Music seems a universal language of love, and love songs are cross-culturally recognizable and understandable. The writer John Anderer illustrates that it might be right to refer to the iconic song “Love Will Tear Us Apart,” a song by English rock band Joy Division, released in June 1980.
Is Music a Universal Language Across Cultures?
Researchers from Yale University generally agree with the statement that music is universal. Their research revealed that, with the notable exception of love songs, people all over the world can recognize the themes found in songs and music regardless of national boundaries or cultural backgrounds.
All around the world, people sing in similar ways. Music is deeply rooted in human social interaction.
Researchers studied over 5,000 people from 49 nations, asking them to listen to 14-second snippets of vocals from songs originating from many cultures around the world. The participants were people from a variety of cultures around the world, including individuals from relatively small cultural communities.
Researchers asked participants to listen to the songs in 31 various languages. Then they asked to rank how likely it is that each sample of music belongs to one of four musical types: lullabies, dance, “healing” music, or love music.

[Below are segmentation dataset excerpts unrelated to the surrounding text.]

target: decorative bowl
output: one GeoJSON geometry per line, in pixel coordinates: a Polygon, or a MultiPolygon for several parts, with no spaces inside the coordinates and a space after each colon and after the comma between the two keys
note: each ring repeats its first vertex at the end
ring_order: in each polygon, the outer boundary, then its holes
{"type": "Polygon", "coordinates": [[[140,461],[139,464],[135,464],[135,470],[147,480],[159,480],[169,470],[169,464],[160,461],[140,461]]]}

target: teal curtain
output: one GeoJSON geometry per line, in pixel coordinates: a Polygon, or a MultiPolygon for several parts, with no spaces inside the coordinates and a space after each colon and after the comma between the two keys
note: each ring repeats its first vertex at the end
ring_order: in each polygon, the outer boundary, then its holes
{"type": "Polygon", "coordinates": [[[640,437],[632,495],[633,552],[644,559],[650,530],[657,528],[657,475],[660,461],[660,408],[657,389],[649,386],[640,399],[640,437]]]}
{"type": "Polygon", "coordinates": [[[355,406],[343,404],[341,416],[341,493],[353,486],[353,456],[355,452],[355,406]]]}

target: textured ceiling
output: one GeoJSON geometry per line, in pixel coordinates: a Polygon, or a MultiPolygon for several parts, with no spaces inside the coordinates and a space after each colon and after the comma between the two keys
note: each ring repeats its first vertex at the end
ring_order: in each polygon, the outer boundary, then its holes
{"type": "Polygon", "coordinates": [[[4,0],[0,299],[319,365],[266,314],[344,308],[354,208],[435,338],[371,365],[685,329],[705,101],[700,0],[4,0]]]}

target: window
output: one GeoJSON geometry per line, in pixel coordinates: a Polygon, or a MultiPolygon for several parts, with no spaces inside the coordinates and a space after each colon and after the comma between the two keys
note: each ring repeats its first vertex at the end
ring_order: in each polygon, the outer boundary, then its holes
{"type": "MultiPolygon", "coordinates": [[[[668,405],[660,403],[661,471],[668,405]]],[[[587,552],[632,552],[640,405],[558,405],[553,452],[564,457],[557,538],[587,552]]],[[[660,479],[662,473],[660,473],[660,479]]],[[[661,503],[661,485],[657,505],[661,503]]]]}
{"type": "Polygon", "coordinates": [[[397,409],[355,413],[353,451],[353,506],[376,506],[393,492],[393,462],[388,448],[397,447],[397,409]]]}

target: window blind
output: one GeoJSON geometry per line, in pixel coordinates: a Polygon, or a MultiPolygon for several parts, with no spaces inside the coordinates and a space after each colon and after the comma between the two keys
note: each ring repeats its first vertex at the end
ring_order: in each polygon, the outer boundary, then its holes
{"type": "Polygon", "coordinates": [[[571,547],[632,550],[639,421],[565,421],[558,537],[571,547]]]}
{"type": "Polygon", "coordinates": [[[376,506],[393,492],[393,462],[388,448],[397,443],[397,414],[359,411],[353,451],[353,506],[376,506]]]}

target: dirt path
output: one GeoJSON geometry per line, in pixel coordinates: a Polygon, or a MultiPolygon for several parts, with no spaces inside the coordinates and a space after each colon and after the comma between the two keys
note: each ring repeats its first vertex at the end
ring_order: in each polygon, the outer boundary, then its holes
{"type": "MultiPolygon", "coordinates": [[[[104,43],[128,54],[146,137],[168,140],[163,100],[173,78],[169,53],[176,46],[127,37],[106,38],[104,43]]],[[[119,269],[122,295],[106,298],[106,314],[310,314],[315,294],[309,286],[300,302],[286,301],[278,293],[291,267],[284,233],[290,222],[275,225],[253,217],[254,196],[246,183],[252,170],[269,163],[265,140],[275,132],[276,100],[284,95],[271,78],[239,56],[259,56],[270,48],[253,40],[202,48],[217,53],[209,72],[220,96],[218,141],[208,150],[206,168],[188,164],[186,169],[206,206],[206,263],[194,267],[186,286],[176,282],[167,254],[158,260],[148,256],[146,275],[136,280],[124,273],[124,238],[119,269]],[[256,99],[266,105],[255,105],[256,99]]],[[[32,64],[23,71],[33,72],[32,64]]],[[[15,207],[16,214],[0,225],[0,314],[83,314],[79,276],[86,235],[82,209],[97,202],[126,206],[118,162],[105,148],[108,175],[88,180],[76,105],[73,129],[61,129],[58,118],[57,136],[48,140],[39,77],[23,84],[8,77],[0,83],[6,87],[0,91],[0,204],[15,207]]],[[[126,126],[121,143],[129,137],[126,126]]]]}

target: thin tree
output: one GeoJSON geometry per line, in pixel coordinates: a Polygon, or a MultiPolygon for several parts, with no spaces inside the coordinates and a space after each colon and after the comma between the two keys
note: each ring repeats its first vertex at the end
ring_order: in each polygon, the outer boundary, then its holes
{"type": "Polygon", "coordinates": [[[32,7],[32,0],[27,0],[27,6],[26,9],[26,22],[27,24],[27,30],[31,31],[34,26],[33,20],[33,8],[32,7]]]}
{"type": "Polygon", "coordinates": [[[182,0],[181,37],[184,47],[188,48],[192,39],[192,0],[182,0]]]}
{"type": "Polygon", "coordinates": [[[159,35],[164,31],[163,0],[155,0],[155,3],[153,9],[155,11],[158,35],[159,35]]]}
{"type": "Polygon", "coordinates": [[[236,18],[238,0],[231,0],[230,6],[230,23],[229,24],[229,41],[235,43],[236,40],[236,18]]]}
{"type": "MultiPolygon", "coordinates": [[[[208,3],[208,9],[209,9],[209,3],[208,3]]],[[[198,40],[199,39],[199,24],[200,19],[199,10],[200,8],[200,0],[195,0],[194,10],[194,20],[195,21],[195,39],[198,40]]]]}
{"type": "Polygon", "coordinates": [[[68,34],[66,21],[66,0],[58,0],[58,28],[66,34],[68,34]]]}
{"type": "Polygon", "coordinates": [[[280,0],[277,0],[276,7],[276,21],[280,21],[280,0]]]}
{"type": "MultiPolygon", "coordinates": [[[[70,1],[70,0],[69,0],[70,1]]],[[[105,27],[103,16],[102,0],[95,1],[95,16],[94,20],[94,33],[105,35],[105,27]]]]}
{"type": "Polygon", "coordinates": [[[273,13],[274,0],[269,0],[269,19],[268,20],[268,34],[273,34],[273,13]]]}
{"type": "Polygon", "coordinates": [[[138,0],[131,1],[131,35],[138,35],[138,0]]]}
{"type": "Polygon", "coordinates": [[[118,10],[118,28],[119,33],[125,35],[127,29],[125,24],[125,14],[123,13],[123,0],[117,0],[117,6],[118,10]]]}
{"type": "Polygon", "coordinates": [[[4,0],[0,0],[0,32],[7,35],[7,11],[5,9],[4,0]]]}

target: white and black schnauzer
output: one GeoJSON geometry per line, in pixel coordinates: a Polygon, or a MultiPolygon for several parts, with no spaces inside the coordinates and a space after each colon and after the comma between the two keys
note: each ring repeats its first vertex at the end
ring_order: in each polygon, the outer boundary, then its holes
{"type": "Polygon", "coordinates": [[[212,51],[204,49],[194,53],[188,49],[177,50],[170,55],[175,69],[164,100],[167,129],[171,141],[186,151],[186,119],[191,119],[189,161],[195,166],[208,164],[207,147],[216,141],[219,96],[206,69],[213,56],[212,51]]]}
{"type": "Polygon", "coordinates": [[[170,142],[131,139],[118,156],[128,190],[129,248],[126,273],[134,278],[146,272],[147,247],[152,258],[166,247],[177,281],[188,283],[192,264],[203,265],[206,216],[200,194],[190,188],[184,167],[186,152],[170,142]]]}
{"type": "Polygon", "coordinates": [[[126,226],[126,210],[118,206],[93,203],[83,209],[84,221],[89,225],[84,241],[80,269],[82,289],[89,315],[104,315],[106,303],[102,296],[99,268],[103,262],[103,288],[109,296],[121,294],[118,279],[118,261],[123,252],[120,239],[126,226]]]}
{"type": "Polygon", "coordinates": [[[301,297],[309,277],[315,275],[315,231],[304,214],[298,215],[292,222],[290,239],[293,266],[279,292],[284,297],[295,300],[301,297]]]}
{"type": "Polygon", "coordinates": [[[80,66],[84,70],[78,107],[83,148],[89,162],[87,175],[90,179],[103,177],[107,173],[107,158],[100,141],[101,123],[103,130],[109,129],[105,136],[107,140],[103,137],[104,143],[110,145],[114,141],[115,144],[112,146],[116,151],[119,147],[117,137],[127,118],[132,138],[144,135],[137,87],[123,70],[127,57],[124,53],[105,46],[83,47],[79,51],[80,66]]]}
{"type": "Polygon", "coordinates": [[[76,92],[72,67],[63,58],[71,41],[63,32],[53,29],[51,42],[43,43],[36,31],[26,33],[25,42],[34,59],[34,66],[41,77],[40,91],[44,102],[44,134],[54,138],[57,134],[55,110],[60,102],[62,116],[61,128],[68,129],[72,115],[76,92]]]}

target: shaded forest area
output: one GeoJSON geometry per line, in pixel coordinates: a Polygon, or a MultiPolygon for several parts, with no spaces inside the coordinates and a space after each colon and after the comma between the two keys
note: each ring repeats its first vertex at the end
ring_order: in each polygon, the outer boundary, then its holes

The authors conclude that listeners’ ratings were largely accurate, consistent with one another, and not explained by their linguistic or geographical proximity to the singer. This result showed that musical diversity is underlain by universal psychological phenomena.”
The lead author, Lidya Yurdum, explains that
“Our minds have evolved to listen to music. It is not a recent invention. But if we only study songs from the western world and listeners from the western world, we can only draw conclusions about the western world — not humans in general.”
What Kind of Music Do People Easier Recognize?
Results of the study showed that people from various cultures around the world relatively easily recognize lullabies and dance music and, to a lesser degree, “healing” music. However, they showed the least ability to identify love songs.
These are surprising results. Lidya Yurdum, a graduate student at the University of Amsterdam who works as a research assistant at the Yale Child Study Center, explains the results this way:
“One reason for this could be that love songs may be a particularly fuzzy category that includes songs that express happiness and attraction, but also sadness and jealousy. Listeners who heard love songs from neighboring countries and in languages related to their own actually did a little better, likely because of the familiar linguistic and cultural clues.”